Per evitare tale deriva, l’unica strada è quella di intervenire sui contratti di lavoro, disboscando sempre di più quelli precari e introducendo tutele sempre maggiori per chi ha un impiego.
Vedremo se il governo andrà in questa direzione. In parte ci ha provato con il Decreto dignità, ma la decisione di non toccare il nucleo fondamentale del Jobs Act (incluso il rifiuto di ripristinare l’articolo 18) sembra confermare l’idea che senza il giusto livello di flessibilità il sussidio “lavorista” del reddito di cittadinanza ha scarse probabilità di funzionare.

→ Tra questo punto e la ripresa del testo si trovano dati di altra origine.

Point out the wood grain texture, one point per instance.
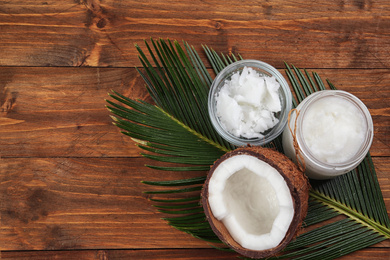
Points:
(70, 182)
(84, 203)
(334, 34)
(60, 112)
(184, 254)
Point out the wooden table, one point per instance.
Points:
(70, 182)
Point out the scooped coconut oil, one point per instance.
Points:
(329, 133)
(247, 104)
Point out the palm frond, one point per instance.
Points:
(177, 131)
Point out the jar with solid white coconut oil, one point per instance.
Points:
(329, 133)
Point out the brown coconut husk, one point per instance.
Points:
(296, 181)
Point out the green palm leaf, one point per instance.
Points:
(177, 131)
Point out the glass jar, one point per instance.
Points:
(284, 93)
(343, 136)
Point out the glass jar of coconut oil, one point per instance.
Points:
(328, 134)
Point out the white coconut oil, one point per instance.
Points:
(247, 103)
(333, 132)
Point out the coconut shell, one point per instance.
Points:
(296, 181)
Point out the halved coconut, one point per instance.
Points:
(255, 200)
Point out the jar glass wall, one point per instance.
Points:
(321, 136)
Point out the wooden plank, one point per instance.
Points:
(320, 34)
(94, 203)
(163, 254)
(185, 254)
(60, 112)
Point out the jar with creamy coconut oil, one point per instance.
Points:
(329, 133)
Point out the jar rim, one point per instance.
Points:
(365, 146)
(284, 90)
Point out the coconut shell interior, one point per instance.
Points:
(297, 183)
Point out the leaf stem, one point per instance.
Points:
(189, 129)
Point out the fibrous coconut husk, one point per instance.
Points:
(296, 181)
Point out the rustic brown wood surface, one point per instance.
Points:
(70, 182)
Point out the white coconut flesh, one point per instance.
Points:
(252, 200)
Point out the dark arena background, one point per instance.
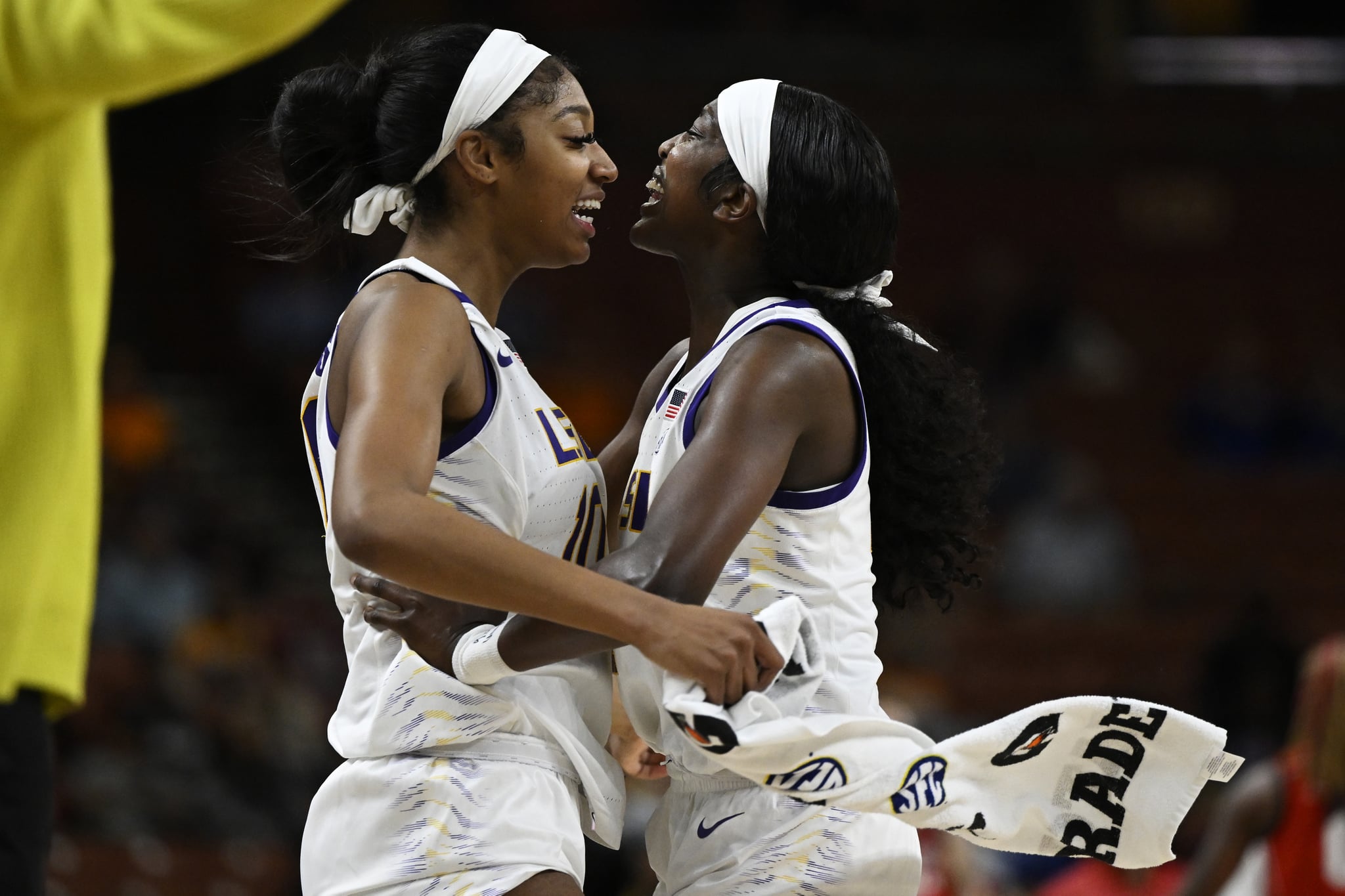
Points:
(1125, 215)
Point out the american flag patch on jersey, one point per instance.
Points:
(674, 405)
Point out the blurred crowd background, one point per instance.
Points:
(1125, 214)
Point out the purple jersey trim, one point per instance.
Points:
(327, 410)
(801, 500)
(483, 416)
(673, 378)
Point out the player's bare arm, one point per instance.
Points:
(780, 414)
(399, 382)
(1248, 812)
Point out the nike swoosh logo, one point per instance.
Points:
(703, 832)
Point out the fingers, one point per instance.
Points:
(734, 679)
(381, 617)
(385, 590)
(768, 660)
(715, 688)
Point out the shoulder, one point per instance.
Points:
(1256, 800)
(785, 356)
(400, 305)
(669, 360)
(654, 382)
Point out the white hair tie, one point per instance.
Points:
(871, 292)
(505, 61)
(374, 203)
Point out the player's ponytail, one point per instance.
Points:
(831, 221)
(343, 128)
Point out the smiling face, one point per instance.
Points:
(678, 215)
(548, 198)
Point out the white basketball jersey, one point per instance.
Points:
(521, 468)
(813, 544)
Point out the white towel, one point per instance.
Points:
(1101, 777)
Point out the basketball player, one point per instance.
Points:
(1293, 806)
(423, 423)
(797, 427)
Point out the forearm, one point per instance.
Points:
(529, 643)
(433, 548)
(128, 51)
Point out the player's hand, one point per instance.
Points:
(638, 759)
(726, 653)
(431, 626)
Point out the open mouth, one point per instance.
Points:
(655, 188)
(583, 206)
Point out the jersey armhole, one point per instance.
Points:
(813, 499)
(474, 426)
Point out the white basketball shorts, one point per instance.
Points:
(730, 837)
(420, 825)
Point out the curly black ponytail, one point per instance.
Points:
(931, 458)
(341, 129)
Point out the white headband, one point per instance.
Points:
(498, 69)
(745, 110)
(745, 113)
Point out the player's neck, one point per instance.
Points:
(471, 258)
(715, 292)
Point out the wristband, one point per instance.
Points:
(477, 658)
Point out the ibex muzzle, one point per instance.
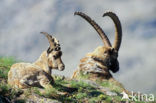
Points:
(54, 53)
(25, 75)
(103, 57)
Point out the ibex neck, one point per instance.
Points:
(42, 62)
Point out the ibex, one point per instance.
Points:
(25, 75)
(103, 58)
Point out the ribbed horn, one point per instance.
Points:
(96, 27)
(118, 29)
(50, 39)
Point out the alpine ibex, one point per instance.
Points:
(103, 58)
(24, 75)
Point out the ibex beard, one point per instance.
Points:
(38, 74)
(98, 63)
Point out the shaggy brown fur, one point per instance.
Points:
(24, 75)
(103, 58)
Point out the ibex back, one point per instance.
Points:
(24, 75)
(103, 58)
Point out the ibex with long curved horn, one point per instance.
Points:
(103, 58)
(24, 75)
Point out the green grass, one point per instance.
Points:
(64, 90)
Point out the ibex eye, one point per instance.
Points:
(105, 52)
(57, 48)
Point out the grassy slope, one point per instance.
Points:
(64, 90)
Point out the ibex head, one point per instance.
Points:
(106, 55)
(54, 53)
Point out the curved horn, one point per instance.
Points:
(50, 39)
(118, 29)
(96, 27)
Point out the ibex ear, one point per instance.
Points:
(49, 50)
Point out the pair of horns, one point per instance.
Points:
(52, 41)
(118, 29)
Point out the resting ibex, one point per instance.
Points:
(24, 75)
(103, 58)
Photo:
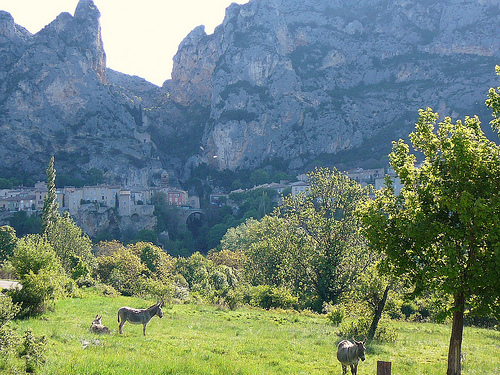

Alternative al reddito di cittadinanza M5s
L’alternativa sarebbe quella di introdurre un reddito minimo garantito e incondizionato la cui erogazione non è vincolata all’obbligo di accettare determinate offerte di lavoro.
Come abbiamo spiegato in questo articolo, la proposta originaria del Movimento Cinque Stelle andava in questa direzione. Si parlava infatti di sostegno alla persona senza alcun “obbligo di integrazione lavorativa”.
In Finlandia, come è stato analizzato qui, c’è stato un tentativo di questo genere. I 2mila beneficiari della misura hanno ricevuto per due anni 560 euro al mese. L’assegno veniva erogato in ogni caso, anche se il soggetto in questione trovava lavoro.
Non solo, ma le persone che ricevevano l’assegno non erano costrette ad accettare alcuna offerta di lavoro.
Questo sistema, come evidenziato da diversi studiosi, poneva però criticità simili a quelli del reddito di cittadinanza M5s: anche in quel caso, infatti, la copertura del reddito universale (erogato sempre e comunque) poteva spingere i beneficiari ad accettare lavori sottopagati (che a quel punto sarebbero diventate mere integrazioni al proprio reddito).
L’unico schema in grado di uscire da questo double bind potrebbe essere quello di un reddito minimo a cui si ha diritto solo fintanto che disoccupati, ma che preservi la libertà di accettare o rifiutare un lavoro.
In quel caso, forse, sarebbero le imprese a dover offrire un’occupazione per cui valga le pena perdere un sussidio comunque limitato nell’importo, sufficiente a garantire una condizione di vita dignitosa ma non così alto da scoraggiare la ricerca attiva di un impiego.